おそらく、このシリーズを読んで「現在の子供達の家族感がうんぬん」とか「そもそも家族というのは擬制にすぎず、元来暴力的な制度でありうんぬん」とかしたり顔で語る奴は馬鹿だと思います*1日日日のすごさは、そうした紋切り型によって整理されてしまうような物語を反復していく中で、グロテスクな修飾語や比喩、固有名といったものを物語の中へと堂々と忍び込ませてゆく手法の手際のよさにあるのであって、話や筋が凡庸かどうかはまったく些細なことにすぎないとkaseは考えています。
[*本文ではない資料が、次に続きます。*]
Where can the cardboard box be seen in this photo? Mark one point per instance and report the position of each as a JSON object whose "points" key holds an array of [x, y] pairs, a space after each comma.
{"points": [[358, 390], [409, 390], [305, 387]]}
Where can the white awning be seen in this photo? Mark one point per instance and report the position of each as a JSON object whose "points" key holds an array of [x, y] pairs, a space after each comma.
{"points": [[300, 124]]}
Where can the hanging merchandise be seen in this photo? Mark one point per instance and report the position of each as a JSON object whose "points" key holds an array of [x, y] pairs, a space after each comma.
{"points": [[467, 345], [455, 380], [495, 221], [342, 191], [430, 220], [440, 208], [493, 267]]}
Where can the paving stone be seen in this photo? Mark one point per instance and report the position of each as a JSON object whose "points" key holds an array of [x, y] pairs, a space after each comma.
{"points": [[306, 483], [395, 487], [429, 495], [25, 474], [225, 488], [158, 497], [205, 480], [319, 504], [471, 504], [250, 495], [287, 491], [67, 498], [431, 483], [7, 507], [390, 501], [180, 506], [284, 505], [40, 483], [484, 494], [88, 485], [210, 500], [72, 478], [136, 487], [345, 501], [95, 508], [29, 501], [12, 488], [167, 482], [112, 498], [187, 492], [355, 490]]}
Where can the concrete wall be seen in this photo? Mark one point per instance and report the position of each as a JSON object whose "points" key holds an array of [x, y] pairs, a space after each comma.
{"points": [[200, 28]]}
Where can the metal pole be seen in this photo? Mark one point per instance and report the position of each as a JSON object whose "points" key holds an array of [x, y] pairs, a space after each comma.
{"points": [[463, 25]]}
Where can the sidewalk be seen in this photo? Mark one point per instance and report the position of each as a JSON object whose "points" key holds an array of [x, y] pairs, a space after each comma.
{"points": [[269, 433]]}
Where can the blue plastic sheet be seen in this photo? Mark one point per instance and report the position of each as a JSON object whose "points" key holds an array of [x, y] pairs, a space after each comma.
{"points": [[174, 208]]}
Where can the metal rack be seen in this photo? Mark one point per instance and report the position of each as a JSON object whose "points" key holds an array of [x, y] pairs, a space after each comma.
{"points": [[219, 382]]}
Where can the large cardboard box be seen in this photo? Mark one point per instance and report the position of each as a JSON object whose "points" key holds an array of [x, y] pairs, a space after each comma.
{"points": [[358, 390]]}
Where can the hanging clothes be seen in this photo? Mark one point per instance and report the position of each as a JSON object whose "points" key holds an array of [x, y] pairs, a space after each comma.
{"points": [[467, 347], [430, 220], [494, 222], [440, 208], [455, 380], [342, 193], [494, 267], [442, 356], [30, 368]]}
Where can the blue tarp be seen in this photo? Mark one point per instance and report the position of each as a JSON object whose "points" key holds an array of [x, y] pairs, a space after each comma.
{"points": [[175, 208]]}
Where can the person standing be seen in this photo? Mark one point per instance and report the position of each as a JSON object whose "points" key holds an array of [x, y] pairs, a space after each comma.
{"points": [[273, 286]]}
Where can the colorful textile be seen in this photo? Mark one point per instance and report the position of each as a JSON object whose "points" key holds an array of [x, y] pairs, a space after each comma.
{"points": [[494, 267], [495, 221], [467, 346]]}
ちょっと面倒な話をします。言語学とは関係のない言語の話です。修飾語や比喩、アナロジーといったものはある特定の共同体の中でしか流通しません。なぜならば、そうした語の振る舞いが何を意味するかは、その語が流通する共同体に帰属している必要があるからです。たとえば「りぼんマスカットコミックを大人買いしてこい」という罵倒語は「りぼんマスカットコミック」の社会的価値と「大人買いする」という述語の社会的意味を理解していなければわかりません。その一方で、固有名はどんな共同体でも流通します。たとえば、Jorge Bushという固有名はアメリカはもちろん日本でもイラクでも流通します。なぜならば、それが固有名である以上、何を意味するのかは知識に依存しないからです。

日日日の特徴は典型的な造語による固有名の使用と、グロテスクな修飾語や比喩の多様にあります。フィクション内における固有名の振る舞いは端的に誰も指示しないが故に、どのような固有名をフィクション内に導入することも原理的には可能です。その意味で、日日日の投げやりにも思える固有名の造語ぶりは、単純にフィクションの可能性を積極的に利用しているものだと考えられます*2。また、グロテスクな修飾語や比喩の多様とは、単純化すれば小説の射程距離を予め確定する手法と考えられます。グロテスクな修飾語や比喩が理解できる層に向けて、日日日の作品は書かれているわけです。

日日日の作品が凡庸であり、紋切り型にすぎないと考える人々は*3小説を構成している記号の配置を無視しています。もちろん、小説とはストーリーや物語を楽しむエンタメメディアだと思います。でも、ストーリーや物語は小説が提供する一側面にすぎないわけですから、ストーリーや物語が凡庸で紋切り型だからといって「くだらない」と考えることは思考停止だと思われます。日日日の作品を構成している記号、固有名や修飾語、比喩といったものに目を向ければ日日日がフィクションというものの可能性と限界というものを(意識的であれ無意識的であれ)積極的に画定しようという作業に勤しんでいることは確かでしょう。その意味でも、kaseにとって日日日は今一押しのラノベ作家なのでする。

あ、あと凶華と優歌は最高にかわいいよ。

狂乱家族日記弐さつめ (ファミ通文庫)

狂乱家族日記弐さつめ (ファミ通文庫)

*1:そんな人、いねーよね。というわけでこの暴言は以下の文章への前振りということで。すんません。

*2:西尾維新との対比についてはここでは述べません。

*3:だから、そんな奴いねーっつーの。。